Je réalise que j’ai devant moi un homme satisfait du devoir accompli. Avant de se quitter, il me raconte une dernière anecdote qui a précipité son départ pour Paris : en 1980 , il fait une brève apparition dans Downtown 81, un film culte dont le rôle principal est tenu par Jean-Michel Basquiat et dans lequel on retrouve toute la fine fleur de l’underground new-yorkais des années 1980, de Debbie Harry à James Chance. Habillé d’un manteau en fausse fourrure bleu électrique, Elliott Murphy y joue une rock star qui s’engouffre dans une limousine pour échapper à ses fans. Sur le tournage, il rencontre Basquiat, à qui il se présente : “Salut, je suis Elliott Murphy”. Basquiat répond : “Je sais qui tu es, j’ai entendu dire que tu étais un has been”. Puis, comme si de rien n’était, il propose dans la foulée à Murphy de lui acheter des tableaux pour quelques centaines de dollars afin de se payer sa came. Elliott, vexé d’avoir été traité de has been, l’envoie bouler. Pas intéressé. C’est Debbie Harry qui finit par en acheter plusieurs. Elliott Murphy : “comme quoi la vie, si j’en avais acheté un ou deux, on ne serait pas là dans ce café à discuter, et peut-être que je ne serai pas au New Morning, qui sait ?”. “Ce serait dommage”, je réponds. Il me sourit.
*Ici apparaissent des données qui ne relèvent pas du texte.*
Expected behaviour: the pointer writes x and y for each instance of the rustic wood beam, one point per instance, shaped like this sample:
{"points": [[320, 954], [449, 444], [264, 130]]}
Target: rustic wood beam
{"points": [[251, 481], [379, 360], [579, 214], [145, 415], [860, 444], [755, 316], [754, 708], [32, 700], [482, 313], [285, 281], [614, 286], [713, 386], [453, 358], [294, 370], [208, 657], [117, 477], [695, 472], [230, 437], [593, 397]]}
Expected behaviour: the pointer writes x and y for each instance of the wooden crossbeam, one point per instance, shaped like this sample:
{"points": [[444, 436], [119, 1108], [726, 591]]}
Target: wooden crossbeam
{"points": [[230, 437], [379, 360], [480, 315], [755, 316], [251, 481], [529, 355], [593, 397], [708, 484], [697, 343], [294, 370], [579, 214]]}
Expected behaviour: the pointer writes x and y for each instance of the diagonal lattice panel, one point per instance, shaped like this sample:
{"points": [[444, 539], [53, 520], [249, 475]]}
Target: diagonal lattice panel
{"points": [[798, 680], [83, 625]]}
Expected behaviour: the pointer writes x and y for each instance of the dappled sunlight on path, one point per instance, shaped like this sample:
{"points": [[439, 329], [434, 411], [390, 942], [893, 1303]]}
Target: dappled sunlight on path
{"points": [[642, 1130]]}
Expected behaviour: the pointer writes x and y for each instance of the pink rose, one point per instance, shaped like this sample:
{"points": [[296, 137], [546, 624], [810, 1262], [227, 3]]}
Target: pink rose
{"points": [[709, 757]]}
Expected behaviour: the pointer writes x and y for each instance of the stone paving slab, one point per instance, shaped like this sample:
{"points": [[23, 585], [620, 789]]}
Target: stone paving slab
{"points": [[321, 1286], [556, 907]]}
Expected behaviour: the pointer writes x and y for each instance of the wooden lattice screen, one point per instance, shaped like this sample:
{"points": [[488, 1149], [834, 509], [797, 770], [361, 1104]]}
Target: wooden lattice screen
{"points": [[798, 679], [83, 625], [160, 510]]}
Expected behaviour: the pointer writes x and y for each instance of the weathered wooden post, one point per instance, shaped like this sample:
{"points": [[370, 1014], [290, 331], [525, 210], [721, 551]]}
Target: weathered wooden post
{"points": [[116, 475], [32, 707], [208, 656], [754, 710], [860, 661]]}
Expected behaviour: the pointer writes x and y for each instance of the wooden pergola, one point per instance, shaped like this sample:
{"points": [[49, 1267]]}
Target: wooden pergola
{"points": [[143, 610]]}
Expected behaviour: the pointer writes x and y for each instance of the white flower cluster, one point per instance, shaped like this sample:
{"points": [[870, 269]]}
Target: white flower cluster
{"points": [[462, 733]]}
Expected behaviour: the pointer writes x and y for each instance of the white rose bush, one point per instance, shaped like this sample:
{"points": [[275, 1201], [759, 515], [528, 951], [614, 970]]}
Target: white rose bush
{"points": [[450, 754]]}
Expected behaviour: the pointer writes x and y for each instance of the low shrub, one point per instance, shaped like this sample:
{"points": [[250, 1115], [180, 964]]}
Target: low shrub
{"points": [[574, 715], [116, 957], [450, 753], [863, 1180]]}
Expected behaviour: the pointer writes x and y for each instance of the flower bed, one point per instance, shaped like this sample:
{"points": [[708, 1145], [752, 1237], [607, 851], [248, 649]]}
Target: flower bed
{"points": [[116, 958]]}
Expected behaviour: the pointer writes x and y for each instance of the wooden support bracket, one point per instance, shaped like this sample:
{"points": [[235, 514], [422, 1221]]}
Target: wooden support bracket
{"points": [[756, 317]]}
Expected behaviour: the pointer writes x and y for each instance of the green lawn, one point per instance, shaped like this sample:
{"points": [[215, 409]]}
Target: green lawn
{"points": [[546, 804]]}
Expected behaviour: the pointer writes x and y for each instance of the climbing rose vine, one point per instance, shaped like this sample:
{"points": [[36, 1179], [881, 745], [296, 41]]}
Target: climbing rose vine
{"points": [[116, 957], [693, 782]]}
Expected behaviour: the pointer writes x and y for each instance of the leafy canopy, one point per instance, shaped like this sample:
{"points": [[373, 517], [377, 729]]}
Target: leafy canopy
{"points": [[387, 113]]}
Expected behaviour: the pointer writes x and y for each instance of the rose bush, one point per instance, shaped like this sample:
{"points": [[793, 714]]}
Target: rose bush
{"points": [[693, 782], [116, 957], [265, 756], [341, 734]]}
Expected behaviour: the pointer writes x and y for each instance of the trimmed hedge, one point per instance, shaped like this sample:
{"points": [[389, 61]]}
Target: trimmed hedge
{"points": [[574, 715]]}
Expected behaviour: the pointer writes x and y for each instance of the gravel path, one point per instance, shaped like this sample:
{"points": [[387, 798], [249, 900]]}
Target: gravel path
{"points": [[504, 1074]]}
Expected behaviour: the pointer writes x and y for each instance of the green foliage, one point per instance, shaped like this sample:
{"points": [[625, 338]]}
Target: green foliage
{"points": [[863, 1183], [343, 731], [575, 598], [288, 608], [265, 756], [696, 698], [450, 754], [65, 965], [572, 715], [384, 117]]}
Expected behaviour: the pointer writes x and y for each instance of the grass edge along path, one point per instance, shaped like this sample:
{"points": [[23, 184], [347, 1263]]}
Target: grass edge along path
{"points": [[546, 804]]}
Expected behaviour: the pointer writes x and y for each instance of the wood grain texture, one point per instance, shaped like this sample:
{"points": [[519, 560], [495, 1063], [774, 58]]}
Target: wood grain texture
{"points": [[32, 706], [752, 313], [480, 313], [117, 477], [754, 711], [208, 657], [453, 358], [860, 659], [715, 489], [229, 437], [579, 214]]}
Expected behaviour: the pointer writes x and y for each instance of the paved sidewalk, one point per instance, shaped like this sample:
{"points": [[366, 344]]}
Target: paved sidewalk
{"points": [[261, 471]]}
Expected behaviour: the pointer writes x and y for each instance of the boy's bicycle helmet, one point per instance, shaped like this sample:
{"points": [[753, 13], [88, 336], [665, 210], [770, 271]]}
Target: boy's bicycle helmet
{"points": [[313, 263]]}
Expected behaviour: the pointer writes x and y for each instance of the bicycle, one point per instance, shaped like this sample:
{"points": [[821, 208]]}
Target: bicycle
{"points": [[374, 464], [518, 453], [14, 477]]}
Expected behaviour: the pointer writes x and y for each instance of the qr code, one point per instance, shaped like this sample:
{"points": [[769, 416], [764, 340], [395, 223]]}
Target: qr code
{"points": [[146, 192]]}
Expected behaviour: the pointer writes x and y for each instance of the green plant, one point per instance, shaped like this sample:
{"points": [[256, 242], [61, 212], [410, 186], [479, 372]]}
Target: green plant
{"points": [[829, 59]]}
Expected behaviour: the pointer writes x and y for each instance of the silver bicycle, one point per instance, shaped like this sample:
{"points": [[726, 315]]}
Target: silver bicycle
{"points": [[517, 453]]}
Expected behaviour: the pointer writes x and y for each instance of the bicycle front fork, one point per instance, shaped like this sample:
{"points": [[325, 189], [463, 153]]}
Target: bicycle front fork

Et là, je comprends !
Elliott Murphy sait qu’il ne fait pas partie du Panthéon du rock mais il est conscient de faire partie de son histoire. Il sait que sa musique va rester et que l’on continuera à l’écouter, à le découvrir et à le redécouvrir. Il était fait pour écrire des chansons, des livres, c’est ce qu’il a fait. Tout n’est pas bien, mais il sait que certains tires, certains albums vont rester. On se serre la main, je le regarde au travers de la vitre s’éloigner sous la pluie. Il va rentrer chez lui, retrouver sa femme. Il passera quelques jours à écrire, à composer, à regarder de sa terrasse les toits de Paris, du Sacré-Cœur à la Tour Eiffel, puis il ira donner quelques concerts. Enregistrera quelques nouveaux titres suivant son humeur. Sans pression. Il ira jouer quelques uns de ses anciens morceaux devant ses fans fidèles. Que demander de plus ? Je me dis alors, en cette fin d’après-midi pluvieuse, qu’Elliott Murphy est quelqu’un qui a réussi sa vie. Il a su trouver sa place. La classe.